SYS.PROJECT.COPY_FILE_HISTORY Preview
The sys.project.copy_file_history
table contains the history of every file in a COPY INTO operation, including files loaded by an autoingest pipe. Each row in the table represents a single file and its load metadata.
SELECT *
FROM sys.project.copy_file_history
Example Output
event_timestamp | job_id | file_path | file_state | records_loaded_count | records_rejected_count | pipe_id | file_size | first_error_message | file_notification_timestamp | ingestion_source_type | request_id |
---|---|---|---|---|---|---|---|---|---|---|---|
2024-05-22T10:47:44.846 | 19b232b3-362b-f366-1d4a-772da8a70d00 | tlelek-test-bucket/ingestionE2E/217/s3:/tlelek-test-bucket/ingestion/1k_jsons/generated_json_f488.json | SKIPPED | 0 | 0 | 0244f174-ce25-4876-98fc-8ac9ae53b294 | 11000 | No such file or directory: s3a://tlelek-test-bucket/ingestionE2E/217/s3:/tlelek-test-bucket/ingestion/1k_jsons/generated_json_f488.json | 2024-05-20T15:41:33.873 | REST | b2c7c734-187e-4c32-a100-6f6529fdec74 |
Columns
Column Name | Data Type | Description |
---|---|---|
event_timestamp | timestamp | The date and time at which the file was loaded in a COPY INTO operation. In cases where the COPY INTO command was initiated by an autoingest pipe, compare the event_timestamp value with the file_notification_timestamp value to determine the lag time between when the file is uploaded and when Dremio is notified about the file. |
job_id | varchar | The unique identifier for the job associated with the file being loaded in the COPY INTO operation. |
file_path | varchar | The path for the file loaded in the COPY INTO operation. |
file_state | varchar | The state of the file.
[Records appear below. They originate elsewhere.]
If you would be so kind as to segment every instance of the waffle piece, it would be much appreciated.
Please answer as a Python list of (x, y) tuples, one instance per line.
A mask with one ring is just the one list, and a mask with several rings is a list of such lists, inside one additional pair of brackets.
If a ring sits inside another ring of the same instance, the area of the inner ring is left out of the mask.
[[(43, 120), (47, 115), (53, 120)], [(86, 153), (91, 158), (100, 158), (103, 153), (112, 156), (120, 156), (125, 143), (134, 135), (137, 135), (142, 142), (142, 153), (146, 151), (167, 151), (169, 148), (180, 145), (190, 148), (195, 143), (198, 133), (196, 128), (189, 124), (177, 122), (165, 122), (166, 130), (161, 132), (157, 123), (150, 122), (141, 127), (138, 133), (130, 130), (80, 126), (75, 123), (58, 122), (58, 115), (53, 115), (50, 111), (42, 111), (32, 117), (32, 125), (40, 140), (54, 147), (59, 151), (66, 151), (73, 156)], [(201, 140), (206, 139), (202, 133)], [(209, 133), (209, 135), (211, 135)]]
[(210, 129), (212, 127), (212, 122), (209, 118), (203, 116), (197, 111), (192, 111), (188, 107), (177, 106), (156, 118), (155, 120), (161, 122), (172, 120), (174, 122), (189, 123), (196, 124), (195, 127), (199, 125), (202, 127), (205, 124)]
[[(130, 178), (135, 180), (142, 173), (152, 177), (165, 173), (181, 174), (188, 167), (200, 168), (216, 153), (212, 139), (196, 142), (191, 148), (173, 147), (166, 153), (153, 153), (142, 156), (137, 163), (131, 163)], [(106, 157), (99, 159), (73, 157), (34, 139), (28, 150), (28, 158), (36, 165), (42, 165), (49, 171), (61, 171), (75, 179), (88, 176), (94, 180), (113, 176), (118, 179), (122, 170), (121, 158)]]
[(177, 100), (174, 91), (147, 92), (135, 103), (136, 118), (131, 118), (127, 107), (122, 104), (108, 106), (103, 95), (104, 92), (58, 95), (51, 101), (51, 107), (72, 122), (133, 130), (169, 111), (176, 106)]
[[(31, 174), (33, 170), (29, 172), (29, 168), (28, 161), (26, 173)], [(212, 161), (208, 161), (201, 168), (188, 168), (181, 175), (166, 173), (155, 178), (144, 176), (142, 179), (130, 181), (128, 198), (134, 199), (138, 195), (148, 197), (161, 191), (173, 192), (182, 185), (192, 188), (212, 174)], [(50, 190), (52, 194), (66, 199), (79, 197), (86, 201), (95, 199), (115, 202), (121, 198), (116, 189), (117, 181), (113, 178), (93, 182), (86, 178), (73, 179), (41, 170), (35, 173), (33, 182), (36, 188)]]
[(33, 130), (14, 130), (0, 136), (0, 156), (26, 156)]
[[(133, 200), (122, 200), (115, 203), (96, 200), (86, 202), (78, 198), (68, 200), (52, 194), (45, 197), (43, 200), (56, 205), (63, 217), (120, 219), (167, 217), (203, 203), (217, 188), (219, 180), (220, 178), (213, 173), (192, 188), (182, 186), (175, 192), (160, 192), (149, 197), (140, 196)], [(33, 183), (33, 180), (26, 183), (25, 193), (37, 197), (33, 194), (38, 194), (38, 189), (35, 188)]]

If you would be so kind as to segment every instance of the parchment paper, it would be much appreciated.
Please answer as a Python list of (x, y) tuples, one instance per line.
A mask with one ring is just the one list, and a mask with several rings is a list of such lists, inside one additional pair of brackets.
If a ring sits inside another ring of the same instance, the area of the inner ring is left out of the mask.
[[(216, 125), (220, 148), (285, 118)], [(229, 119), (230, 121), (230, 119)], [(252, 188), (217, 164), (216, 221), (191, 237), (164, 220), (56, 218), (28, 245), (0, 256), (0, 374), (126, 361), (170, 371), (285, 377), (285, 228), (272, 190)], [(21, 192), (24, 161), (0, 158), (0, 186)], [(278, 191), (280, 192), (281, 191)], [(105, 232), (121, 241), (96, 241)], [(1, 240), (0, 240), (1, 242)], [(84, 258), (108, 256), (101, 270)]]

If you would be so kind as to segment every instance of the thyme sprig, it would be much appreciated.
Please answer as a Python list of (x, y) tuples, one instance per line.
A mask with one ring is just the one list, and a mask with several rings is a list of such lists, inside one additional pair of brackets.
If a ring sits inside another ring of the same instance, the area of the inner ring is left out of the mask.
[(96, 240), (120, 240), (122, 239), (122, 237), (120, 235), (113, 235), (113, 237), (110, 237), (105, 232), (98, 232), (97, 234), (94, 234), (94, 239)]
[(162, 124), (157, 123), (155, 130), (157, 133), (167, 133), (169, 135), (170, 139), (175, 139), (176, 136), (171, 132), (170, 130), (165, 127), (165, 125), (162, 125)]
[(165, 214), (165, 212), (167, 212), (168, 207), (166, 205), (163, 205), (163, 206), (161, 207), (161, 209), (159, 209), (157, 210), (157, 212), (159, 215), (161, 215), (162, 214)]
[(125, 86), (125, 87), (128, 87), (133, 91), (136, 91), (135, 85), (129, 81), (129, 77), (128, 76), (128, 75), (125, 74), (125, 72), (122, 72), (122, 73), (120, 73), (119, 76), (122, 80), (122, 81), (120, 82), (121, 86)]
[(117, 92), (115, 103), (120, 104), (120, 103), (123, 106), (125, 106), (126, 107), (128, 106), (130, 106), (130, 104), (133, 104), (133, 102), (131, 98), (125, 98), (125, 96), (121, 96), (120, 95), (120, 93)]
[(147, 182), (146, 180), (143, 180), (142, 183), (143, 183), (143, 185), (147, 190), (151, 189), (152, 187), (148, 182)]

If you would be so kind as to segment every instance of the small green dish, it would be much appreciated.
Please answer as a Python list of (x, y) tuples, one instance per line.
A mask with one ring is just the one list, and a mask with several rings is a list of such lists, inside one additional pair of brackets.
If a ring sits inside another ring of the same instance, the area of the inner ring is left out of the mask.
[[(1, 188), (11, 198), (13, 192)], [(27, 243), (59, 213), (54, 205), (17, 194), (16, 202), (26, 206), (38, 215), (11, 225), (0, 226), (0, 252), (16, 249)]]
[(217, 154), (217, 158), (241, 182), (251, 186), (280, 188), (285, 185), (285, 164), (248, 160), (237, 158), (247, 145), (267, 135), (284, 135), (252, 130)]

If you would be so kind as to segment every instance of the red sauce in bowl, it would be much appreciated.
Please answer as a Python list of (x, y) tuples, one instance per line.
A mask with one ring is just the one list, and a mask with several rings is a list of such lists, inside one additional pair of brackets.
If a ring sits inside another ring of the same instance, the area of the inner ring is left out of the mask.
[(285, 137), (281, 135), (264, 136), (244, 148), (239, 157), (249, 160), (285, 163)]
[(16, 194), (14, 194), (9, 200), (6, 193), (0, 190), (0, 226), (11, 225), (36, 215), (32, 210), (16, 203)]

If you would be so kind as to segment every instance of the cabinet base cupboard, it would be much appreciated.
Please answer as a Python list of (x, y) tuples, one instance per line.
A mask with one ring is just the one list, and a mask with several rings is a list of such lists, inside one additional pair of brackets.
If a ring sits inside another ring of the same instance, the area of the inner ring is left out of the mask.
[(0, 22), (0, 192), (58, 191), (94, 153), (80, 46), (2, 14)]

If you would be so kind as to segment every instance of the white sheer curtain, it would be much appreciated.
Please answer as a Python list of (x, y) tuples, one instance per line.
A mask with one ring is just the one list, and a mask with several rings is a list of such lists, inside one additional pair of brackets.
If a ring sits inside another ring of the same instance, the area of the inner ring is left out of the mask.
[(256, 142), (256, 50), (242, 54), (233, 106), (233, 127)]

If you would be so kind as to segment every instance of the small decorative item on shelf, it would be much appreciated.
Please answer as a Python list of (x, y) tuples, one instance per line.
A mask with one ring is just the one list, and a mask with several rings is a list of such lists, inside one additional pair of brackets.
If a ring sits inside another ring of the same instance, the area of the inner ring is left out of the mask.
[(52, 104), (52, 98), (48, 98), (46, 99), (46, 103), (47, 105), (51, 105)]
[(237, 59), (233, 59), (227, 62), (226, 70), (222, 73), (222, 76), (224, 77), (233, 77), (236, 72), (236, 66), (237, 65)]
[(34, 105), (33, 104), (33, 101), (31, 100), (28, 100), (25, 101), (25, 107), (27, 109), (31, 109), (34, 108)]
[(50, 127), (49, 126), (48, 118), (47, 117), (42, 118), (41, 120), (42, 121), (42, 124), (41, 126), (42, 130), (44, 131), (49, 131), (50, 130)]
Enum:
|
records_loaded_count | integer | The number of records loaded from the file. |
records_rejected_count | integer | The number of records rejected from the file. |
pipe_id | varchar | The unique identifier for the autoingest pipe. |
file_size | integer | The file size in bytes. |
first_error_message | varchar | The first error message returned while the file was being loaded in the COPY INTO operation. |
file_notification_timestamp | timestamp | The date and time at which Dremio received a notification that the file was loaded into cloud storage in cases where the COPY INTO command was initiated by an autoingest pipe. |
ingestion_source_type | varchar | The type of source used for the autoingest pipe. Enum: AWS , REST . |
request_id | varchar | The unique identifier of the request associated with REST API-based ingestion. The request_id value is NULL if you used the COPY INTO command to load the file. |